Simms also called for developers to “pay their fair share in tax”, saying a 75 per cent tax on land value gains from rezoning would discourage ” useless and parasitic land speculation”.

“What can happen is someone can sit on a piece of land, it gets rezoned and then they make a huge profit,” he said.

“We’re trying to crack down on those profits and ensure that there’s an investment then that could be put into public housing, social housing, and the like.

“At the moment our whole planning system really suits the interests of developers, and we’ve seen that with this debate about the Crown & Anchor.
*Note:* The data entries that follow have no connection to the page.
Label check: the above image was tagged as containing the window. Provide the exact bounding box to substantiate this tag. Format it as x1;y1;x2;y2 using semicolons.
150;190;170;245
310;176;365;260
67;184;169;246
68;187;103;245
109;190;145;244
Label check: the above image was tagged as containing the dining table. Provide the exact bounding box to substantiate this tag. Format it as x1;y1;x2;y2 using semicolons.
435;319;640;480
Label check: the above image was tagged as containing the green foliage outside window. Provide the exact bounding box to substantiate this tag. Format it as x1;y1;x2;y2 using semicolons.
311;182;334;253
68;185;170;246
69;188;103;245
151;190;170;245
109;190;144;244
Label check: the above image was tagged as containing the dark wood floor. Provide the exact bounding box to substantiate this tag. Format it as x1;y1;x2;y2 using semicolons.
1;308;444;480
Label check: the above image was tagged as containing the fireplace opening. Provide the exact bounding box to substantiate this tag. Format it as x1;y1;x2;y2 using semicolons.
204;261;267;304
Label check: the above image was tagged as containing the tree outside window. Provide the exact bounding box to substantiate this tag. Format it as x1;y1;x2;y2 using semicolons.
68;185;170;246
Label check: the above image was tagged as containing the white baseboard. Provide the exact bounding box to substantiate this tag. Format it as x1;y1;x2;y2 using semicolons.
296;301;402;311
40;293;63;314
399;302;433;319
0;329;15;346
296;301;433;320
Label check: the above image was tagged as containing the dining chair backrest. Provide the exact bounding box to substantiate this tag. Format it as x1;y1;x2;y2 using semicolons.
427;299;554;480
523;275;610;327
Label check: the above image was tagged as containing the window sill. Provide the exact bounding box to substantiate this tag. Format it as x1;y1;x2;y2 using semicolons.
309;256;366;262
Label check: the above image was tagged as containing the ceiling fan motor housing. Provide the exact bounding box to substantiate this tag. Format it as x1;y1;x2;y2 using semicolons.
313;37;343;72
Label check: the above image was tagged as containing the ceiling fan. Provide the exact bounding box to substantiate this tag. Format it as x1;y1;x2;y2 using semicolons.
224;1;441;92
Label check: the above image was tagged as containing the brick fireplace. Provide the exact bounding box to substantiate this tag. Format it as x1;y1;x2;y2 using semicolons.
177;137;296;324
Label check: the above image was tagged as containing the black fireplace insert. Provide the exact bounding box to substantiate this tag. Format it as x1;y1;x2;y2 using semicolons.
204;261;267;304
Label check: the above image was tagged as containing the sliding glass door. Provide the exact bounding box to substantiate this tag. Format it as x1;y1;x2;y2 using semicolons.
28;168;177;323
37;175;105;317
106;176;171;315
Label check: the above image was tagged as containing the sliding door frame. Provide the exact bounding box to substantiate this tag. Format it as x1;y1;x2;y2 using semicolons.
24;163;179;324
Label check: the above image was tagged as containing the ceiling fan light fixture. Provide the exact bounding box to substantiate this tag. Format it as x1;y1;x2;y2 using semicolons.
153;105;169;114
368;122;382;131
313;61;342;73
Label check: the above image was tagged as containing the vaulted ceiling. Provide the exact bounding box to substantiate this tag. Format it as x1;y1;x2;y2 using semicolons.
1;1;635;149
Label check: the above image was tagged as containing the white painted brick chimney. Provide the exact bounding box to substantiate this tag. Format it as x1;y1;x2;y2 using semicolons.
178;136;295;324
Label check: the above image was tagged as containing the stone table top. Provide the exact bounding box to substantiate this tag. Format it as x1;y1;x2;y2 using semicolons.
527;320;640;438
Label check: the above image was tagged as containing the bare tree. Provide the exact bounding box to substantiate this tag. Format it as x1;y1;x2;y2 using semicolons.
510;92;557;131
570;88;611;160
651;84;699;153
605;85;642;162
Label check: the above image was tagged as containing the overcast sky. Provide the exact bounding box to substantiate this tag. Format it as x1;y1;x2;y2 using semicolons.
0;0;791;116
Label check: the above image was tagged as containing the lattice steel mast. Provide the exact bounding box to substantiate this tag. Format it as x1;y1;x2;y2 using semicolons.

What we’re trying to do is shift the balance the other way.”

Other revenue-raising measures proposed include a new tax on residential properties that have remained vacant for more than 12 months without reason, a levy on short-stay accommodation like Airbnb and bigger taxes on those who own multiple investment properties.

Simms also suggests bringing back the Big Bank Levy of 0.05 per cent of total liabilities per quarter on the five biggest banks operating in South Australia and increasing the Betting Operations Tax from 15 per cent to 30 per cent.

Miners were also put forward as a potential source of state revenue via increasing mineral and mineral ore royalty rates to 20 per cent of the value of resources. Further, the petroleum royalty rate should be 25 per cent according to Simms who said the rates “haven’t been increased for a long, long time”.

Simms pointed to The Australia Institute research which looked at federal and state government assistance to fossil fuel producers in 2022-23 which found that the South Australian government subsidised the industry to the tune of $159 million in that period.

Asked whether there was scope to exclude those miners working to establish South Australia’s hydrogen energy industry, Simms said “there could be a case made potentially for exemption for work that relates to green hydrogen, but unfortunately Labor’s plan involves a lot of blue hydrogen, and the government’s made it very clear they’re agnostic around whether or not green hydrogen is in the mix”.